As a doctor, there are certain things I’ve never said, and will never say, to patients. In the operating room, “Oops” is certainly verboten. “There is no hope,” is another. “Trust me, I’m a doctor” is a third. In some way, each of these violates the sanctity of the profession.
Help Me Help You
Patients are, if nothing else, intelligent consumers. About 80% of Americans research health issues on the Internet. They are hungry for information to help them make decisions about their health. I find these patients refreshing, as I feel like I can add a teaspoon of knowledge and a touch of wisdom to their thoughtfully prepared and ready-to-bake medical decisions.
One Bad Grade
It’s also the reason that I am proud of the Feds’ new proposed guidelines for prostate cancer screening, the most common cancer in adult men. In 2012, the USPSTF came down hard on our use of the prostate specific antigen (PSA) blood test to screen men for prostate cancer, giving us a “D” grade—essentially rejecting it completely. Were we as urologists losing it? We thought it saved lives, and it could detect bad cancers before they got out of the bag and spread elsewhere. But we were told that it cost the system too much and wasn’t worth the few saved lives.
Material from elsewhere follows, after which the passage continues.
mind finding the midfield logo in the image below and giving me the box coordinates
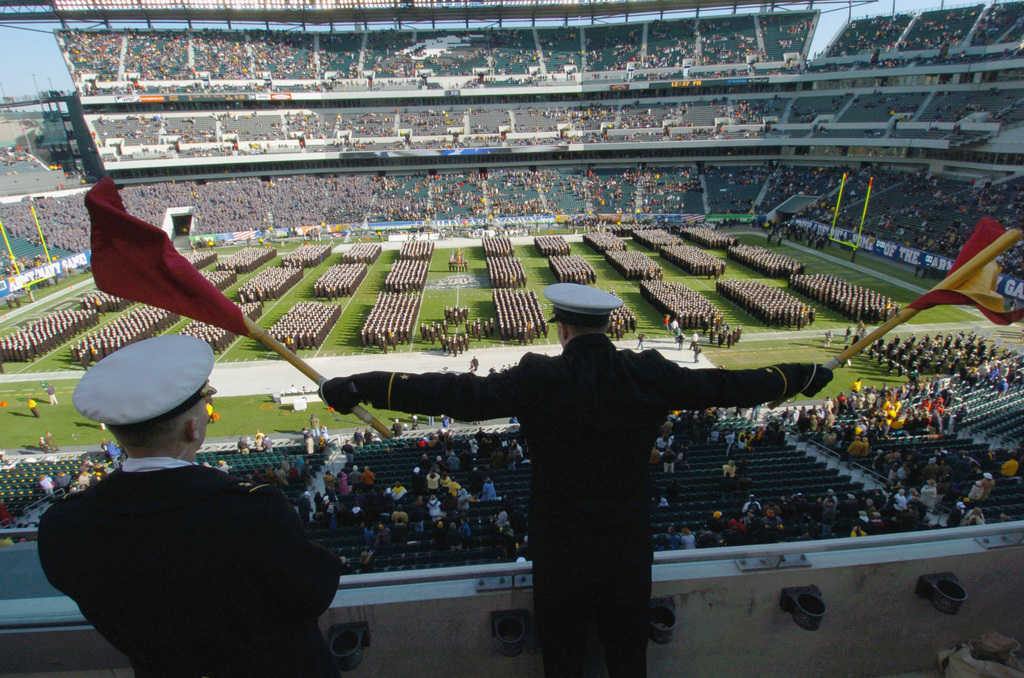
[426,275,484,290]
Urologists were furious at the federal recommendation that we stop PSA screening for prostate cancer. Personally, I hadn’t seen a patient present with spinal cord compression from end stage prostate cancer since the test was introduced in the early 1990s. That alone is worth its weight in care. True, we were giving men another number to worry about, and often rattling their cages with it to the point of prostate biopsies. Also true is that most of those biopsies showed no cancer. But we were slowly working it out, using the PSA smarter, such as focusing on men 55-69 years of age but not those younger and not older. And we were developing newer, more precise genetic tests too. To put the kibosh on PSA testing was seriously deflating.
But what goes around comes around. Urologists held their ground, continued to innovate and examine studies, and learn from their mistakes. And the Feds revisited their recommendation recently and backed off from completely dismissing PSA screening to say that it can be considered in men 55-69 years of age with informed consent from patients. The newest draft of the screening guidelines gives it a “C” instead of a “D.” Although you might not be patting your kid on the back for this grade change, according to urologist Dr. David Penson from Vanderbilt: “It’s a ‘C’ now so see your doctor, as opposed to ‘D’ don’t do it.” That’s a pretty big difference in my book! And I think that most of us agree on this.
The era of “trust me,” patronizing medicine is over. Patient trust should be earned and not assumed by physicians. The old school, patronizing clinical approach requires patient compliance, but does not necessarily lead to patients being informed. By discussing the pros and cons of PSA screening with patients, and any other health care issue for that matter, decision making is truly informed. And being informed leads to better decisions and better compliance with decisions. And, at the end of the day, with all of this comes engagement, empowerment… and hope. And that’s what practicing medicine is all about.